A segunda é menos cortês do que todo este debate deu a entender – e é a razão pela qual Mariana Mortágua terá mais a ganhar com esta conversa de amigos do que Rui Tavares. Se a diferença entre BE e Livre não é coisa que se veja, na política, como na selva, funciona a lei do mais forte e para quem vê no Livre um versão mais temperada, europeia, equilibrada da Esquerda que o BE representa, pode não ter ficado com muitos motivos para votar no partido de Rui Tavares nas eleições de 10 de março.
Quem perdeu
Apesar da simpatia mútua, partiram de Rui Tavares os cumprimentos mais lisonjeiros. Logo no arranque, quando comentavam a polémica do dia de hoje sobre os debates em que Luís Montenegro aceita, ou não, estar, o líder do Livre elogia a eficácia de Mortágua no debate com o líder do PSD. “Podias ter deixado um bocadinho para nós”, diz-lhe simpaticamente.
Mariana foi sorrindo e acenando, mas é dela que parte a primeira farpa do debate. “O Rui fez-me uma acusação de abrir as portas à demagogia nacionalista”, atira para cima da mesa, em resposta à pergunta sobre o que os distingue.
Rui Tavares faz questão de dizer que não é bem assim, que essa é uma “citação em segunda mão” – ou seja, não a disse. E, na resposta, diz que têm diferenças sobre a Europa, as famílias políticas em que se filiam e em relação ao “método e à forma como fazemos as coisas”.
Esse foi um momento para discutir propostas sobre a habitação, confrontando a proposta do Livre sobre a criação de sobretaxa do IMT sobre prédios de luxo, que sirva para um fundo de emergência da habituação com a de Mariana Mortágua de proibir a venda de casas a não-residentes. “Um multimilionário do Dubai paga com felicidade essa sobretaxa”, de novo é Mortágua que lança a farpa mais agressiva, vincando a “sua” esquerda da esquerda de Rui Tavares.

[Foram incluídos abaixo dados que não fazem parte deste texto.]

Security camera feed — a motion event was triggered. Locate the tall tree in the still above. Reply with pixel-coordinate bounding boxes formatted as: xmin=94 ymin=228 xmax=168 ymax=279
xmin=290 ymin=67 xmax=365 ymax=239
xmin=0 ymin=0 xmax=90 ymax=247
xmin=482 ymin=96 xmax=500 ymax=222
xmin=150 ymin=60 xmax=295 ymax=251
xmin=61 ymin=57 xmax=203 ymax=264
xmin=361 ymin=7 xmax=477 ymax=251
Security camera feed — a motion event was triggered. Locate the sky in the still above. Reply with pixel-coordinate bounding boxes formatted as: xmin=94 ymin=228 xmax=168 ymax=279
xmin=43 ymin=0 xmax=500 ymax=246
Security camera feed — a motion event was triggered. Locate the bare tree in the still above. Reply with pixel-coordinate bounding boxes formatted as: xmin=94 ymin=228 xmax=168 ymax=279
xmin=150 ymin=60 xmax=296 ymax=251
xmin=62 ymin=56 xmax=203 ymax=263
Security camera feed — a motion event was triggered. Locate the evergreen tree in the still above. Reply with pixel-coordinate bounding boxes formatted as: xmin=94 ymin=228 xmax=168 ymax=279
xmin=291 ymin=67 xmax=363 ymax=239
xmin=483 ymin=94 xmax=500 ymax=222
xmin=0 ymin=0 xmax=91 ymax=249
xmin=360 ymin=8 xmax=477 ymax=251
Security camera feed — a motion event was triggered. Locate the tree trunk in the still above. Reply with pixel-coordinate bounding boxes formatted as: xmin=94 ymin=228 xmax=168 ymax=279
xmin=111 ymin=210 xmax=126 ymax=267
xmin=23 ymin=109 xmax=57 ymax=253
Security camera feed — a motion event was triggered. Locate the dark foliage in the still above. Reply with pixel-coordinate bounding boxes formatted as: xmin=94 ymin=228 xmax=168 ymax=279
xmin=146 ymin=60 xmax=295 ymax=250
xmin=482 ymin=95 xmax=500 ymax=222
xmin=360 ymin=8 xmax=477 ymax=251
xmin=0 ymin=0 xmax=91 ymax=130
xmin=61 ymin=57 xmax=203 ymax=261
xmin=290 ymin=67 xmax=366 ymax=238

Voltará à carga, minutos depois com o tema do Rendimento Básico Incondicional, uma proposta do Livre – de que Rui Tavares ainda não tinha afalado –, mas que Mariana traz para o debate para em poucos segundos declarar como inviável à luz das contas. “Há um conflito à partida. Sendo universal teria de ser para toda a gente. 28 mil milhões de euros se fosse 200 euros por pessoa”.
Na resposta, Rui Tavares ainda teve espaço para elogiar o combate do B” sobre a não-obrigatoriedade de conta bancária – “que é uma luta do Bloco e bem feita” – mas na volta não recebe elogios, mas, de novo, e entre sorrisos, Mortágua a vincar na sua posição. “ É um pouco estranho que o Livre apresente há cinco anos o RBI no seu programa”, afirmou, sustentando a sua defesa por apoios sociais versus um rendimento universal.
Toda esta discussão, importa dizer, resultou de uma pergunta da moderadora aos dois líderes sobre como propõem fazer a economia do país crescer. “Acho que à esquerda estamos de acordo”, disse Rui Tavares, “a direita não sabe como se faz crescimento económico”, disse Mortágua e ambos falaram de melhorar salários e erradicar a pobreza, mas nenhum disse como.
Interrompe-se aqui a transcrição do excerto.